A clerk becomes a hero

“I think he likes how I treat him with respect. It’s important to hear what kids say.  Being a child is not easy, for me either, “ says Figueroa with a laugh. “I had someone behind me showing me the way.  That is something all kids need.”  The “he” Ricky is referring to is a boy named Monty.  According to Figueroa, Monty was a frequent Stop-n-Go customer and the two built up a friendship.  When he was about 14 Monty told Figueroa that he needed to choose a hero for a class project.  He chose Figueroa. 

“The other day when I was a little down I remembered that and it picked me up.  That was nice.  I also had one of the kids ask me how much I make to work here. I just laughed and he told me that when ‘I get big I’m going to buy this store and give it to you.’ These are things that make you feel good.  I feel blessed.” And he really does.  

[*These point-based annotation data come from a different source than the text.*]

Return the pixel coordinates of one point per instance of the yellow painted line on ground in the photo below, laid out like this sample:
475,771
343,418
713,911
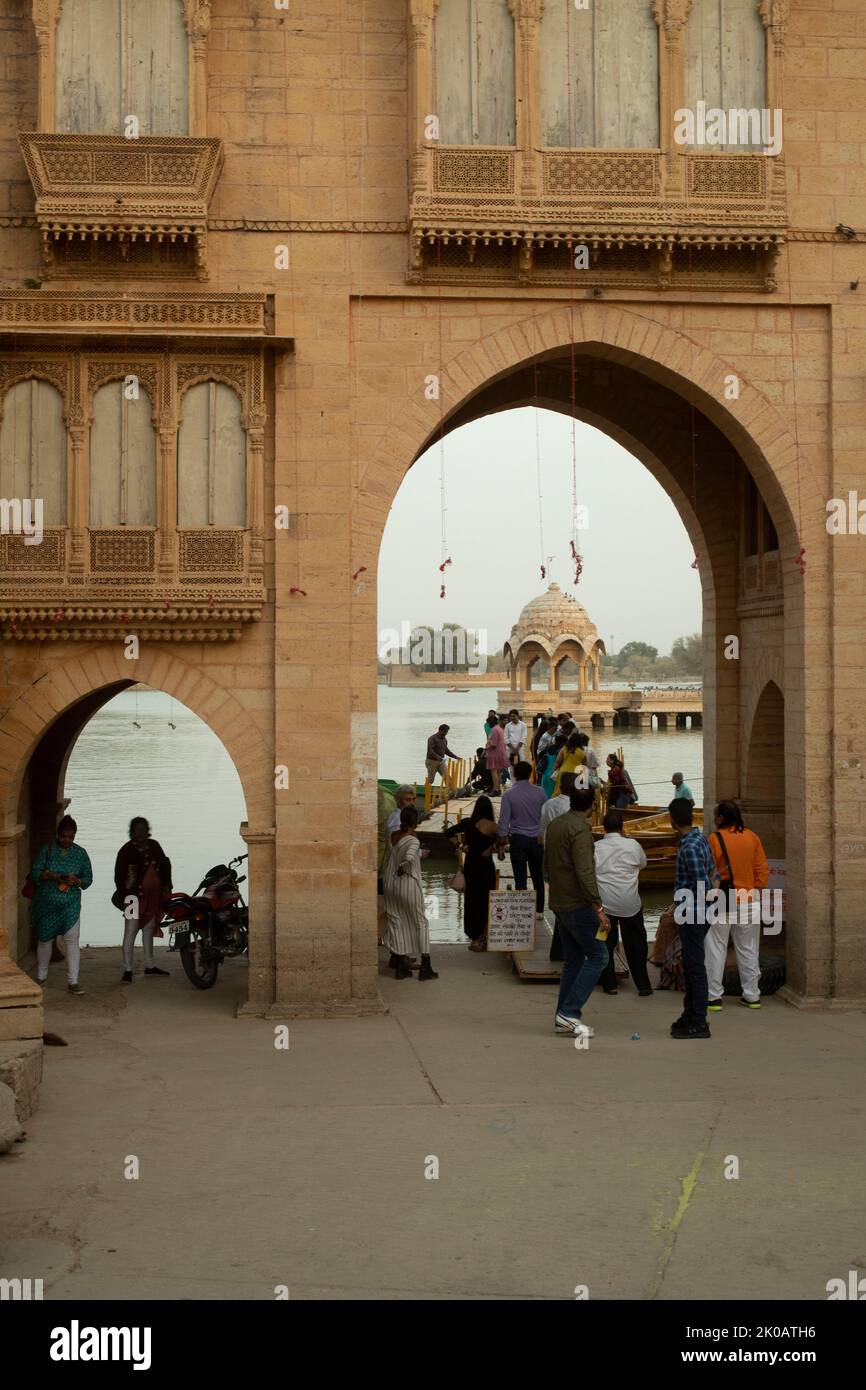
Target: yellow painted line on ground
670,1228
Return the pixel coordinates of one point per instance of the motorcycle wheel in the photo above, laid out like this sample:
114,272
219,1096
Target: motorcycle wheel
202,973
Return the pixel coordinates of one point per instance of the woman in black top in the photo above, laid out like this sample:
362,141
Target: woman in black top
480,834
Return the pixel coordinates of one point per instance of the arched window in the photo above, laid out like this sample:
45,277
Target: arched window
474,72
726,67
123,459
34,448
118,59
599,75
211,458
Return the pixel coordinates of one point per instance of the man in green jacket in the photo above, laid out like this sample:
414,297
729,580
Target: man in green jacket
580,916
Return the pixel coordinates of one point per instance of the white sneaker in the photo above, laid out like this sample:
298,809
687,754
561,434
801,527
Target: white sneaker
573,1027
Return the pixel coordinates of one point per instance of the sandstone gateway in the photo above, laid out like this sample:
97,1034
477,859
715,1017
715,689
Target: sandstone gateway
256,256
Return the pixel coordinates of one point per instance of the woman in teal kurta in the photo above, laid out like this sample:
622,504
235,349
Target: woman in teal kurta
59,873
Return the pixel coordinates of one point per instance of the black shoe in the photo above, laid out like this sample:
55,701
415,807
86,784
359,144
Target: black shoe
690,1030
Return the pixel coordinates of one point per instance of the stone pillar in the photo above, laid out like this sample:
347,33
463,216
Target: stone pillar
196,14
527,18
167,501
672,17
10,890
79,469
421,17
46,14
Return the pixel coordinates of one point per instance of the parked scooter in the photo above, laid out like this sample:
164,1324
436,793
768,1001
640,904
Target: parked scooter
209,925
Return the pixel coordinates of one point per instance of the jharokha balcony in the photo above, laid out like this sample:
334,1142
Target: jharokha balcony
120,205
697,221
513,181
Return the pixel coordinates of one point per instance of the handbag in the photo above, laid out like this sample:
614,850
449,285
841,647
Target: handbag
726,884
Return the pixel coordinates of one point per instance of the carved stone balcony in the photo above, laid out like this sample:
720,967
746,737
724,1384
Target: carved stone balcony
188,585
704,221
123,206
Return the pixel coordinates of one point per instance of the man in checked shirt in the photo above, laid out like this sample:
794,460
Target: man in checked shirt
695,870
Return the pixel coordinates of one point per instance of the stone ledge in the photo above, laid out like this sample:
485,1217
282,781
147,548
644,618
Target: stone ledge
17,990
280,1012
819,1002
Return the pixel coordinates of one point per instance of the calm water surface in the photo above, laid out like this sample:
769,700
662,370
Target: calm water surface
184,781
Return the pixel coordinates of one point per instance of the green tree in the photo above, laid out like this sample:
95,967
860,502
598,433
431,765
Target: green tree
687,655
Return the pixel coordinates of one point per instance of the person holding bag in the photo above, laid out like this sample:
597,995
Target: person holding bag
741,866
480,834
142,873
60,872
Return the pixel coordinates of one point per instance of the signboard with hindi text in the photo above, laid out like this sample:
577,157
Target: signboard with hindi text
510,925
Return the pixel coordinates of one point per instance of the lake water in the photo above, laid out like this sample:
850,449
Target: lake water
184,781
409,716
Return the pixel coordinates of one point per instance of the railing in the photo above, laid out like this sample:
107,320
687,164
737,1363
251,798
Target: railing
456,776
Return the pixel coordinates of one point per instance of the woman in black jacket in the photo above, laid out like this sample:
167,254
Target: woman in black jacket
142,881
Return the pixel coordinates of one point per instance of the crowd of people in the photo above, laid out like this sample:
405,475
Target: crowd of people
546,791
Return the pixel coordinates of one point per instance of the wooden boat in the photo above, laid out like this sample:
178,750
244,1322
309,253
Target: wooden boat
654,831
660,866
637,811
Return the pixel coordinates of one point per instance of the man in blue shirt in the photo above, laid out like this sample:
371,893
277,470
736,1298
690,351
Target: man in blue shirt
520,819
695,869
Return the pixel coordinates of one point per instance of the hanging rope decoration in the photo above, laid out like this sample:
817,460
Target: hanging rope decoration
695,562
576,556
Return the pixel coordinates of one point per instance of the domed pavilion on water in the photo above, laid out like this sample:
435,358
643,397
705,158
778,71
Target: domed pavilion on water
553,628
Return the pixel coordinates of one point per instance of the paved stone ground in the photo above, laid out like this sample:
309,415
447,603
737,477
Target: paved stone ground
556,1166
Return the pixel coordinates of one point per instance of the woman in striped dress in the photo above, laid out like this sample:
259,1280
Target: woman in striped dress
407,927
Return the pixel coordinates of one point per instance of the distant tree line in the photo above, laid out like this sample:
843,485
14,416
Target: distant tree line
641,662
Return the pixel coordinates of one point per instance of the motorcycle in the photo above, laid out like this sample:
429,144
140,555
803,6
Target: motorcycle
209,925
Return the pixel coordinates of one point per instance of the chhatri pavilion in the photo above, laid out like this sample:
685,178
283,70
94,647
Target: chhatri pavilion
553,628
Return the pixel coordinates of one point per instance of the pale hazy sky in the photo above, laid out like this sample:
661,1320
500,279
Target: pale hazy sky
637,581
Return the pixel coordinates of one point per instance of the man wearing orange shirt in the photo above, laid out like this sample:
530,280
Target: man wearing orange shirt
741,863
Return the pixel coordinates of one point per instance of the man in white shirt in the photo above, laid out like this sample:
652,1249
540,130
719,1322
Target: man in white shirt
515,738
617,863
552,808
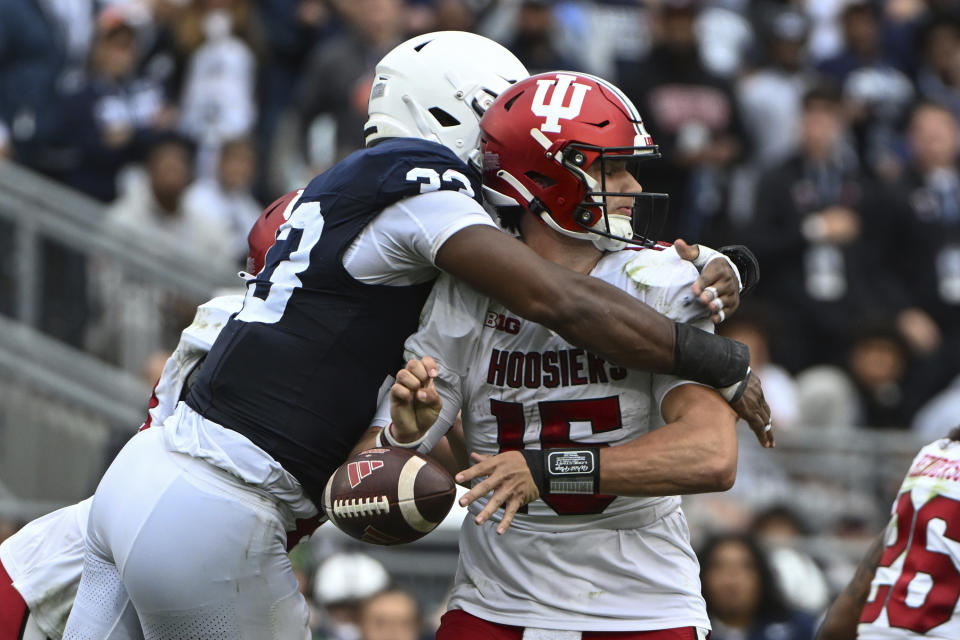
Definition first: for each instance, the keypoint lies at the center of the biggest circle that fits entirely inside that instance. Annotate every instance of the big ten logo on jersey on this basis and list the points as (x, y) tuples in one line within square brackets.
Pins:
[(549, 369), (357, 471), (502, 322), (431, 180), (554, 110)]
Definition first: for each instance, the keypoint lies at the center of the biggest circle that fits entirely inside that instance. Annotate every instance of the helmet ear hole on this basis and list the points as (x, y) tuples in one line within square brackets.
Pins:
[(444, 118)]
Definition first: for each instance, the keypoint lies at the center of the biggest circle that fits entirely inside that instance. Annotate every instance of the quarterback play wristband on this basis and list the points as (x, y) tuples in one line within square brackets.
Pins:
[(565, 471)]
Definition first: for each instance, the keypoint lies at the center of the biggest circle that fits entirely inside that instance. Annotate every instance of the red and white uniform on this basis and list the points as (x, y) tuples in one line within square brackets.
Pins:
[(916, 590), (576, 563), (45, 558)]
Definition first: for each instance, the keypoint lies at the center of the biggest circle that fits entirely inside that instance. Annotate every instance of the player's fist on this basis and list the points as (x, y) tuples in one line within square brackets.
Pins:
[(414, 402), (752, 407)]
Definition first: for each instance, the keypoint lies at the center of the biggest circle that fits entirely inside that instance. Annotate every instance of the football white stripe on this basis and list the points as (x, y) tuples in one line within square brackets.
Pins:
[(407, 498), (327, 490)]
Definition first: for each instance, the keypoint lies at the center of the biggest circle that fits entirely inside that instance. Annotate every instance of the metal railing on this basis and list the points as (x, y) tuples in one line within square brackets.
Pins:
[(63, 407), (123, 270)]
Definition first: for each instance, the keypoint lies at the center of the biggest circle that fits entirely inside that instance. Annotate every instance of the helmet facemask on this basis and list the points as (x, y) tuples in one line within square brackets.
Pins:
[(613, 231)]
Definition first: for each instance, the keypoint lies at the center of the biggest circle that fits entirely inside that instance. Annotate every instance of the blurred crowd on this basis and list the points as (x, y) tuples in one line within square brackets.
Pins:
[(823, 134)]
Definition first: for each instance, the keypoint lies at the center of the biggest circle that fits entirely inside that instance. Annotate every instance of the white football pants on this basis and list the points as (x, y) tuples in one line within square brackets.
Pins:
[(194, 550)]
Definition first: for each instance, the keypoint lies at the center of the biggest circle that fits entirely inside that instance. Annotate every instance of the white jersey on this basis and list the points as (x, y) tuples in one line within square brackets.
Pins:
[(45, 558), (916, 590), (588, 563)]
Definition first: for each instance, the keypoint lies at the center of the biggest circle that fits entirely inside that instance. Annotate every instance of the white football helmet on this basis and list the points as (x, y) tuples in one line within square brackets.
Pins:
[(437, 86)]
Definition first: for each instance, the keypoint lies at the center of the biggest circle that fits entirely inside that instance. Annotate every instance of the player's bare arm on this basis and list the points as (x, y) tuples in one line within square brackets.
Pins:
[(695, 452), (588, 312), (718, 287), (842, 618)]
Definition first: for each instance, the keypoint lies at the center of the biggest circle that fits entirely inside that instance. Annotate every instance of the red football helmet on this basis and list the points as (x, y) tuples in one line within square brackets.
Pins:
[(263, 233), (542, 134)]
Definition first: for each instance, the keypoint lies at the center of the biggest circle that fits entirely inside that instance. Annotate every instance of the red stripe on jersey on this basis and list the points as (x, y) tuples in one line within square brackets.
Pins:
[(13, 609), (460, 625)]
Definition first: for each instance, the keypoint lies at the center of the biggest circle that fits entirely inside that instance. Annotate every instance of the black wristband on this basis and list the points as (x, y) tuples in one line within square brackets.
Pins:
[(712, 360), (746, 263), (573, 471)]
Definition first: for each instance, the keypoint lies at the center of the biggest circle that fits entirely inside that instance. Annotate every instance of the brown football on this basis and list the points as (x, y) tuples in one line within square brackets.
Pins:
[(388, 496)]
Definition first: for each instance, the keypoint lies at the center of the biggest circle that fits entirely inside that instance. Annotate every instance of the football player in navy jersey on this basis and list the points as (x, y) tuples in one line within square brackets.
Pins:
[(188, 522)]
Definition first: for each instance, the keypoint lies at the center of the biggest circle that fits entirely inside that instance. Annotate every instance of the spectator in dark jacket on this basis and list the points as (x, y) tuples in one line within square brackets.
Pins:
[(927, 203), (111, 111), (743, 600), (31, 60), (692, 115), (821, 236)]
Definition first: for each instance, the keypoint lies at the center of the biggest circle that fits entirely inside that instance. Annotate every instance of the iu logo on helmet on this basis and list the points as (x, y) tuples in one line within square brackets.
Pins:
[(357, 471), (555, 109)]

That’s why the chance to chat with Ricky Figueroa should not be squandered.  Gratitude. Trust. Respect. These words carry a lot of weight with him and when you talk to him it’s easy to feel like maybe they should carry a little more weight with you.  There’s feeling these things and there’s living by these things. I thought I was the former until I met Figueroa.  That’s where I learned my lesson.  If I use Figueroa as my standard, I’ve got some room for improvement.  So, if you’re driving by and you need a bag of ice or you’re craving some chips, stop in.  

I’m pretty sure you will get more than you thought you needed.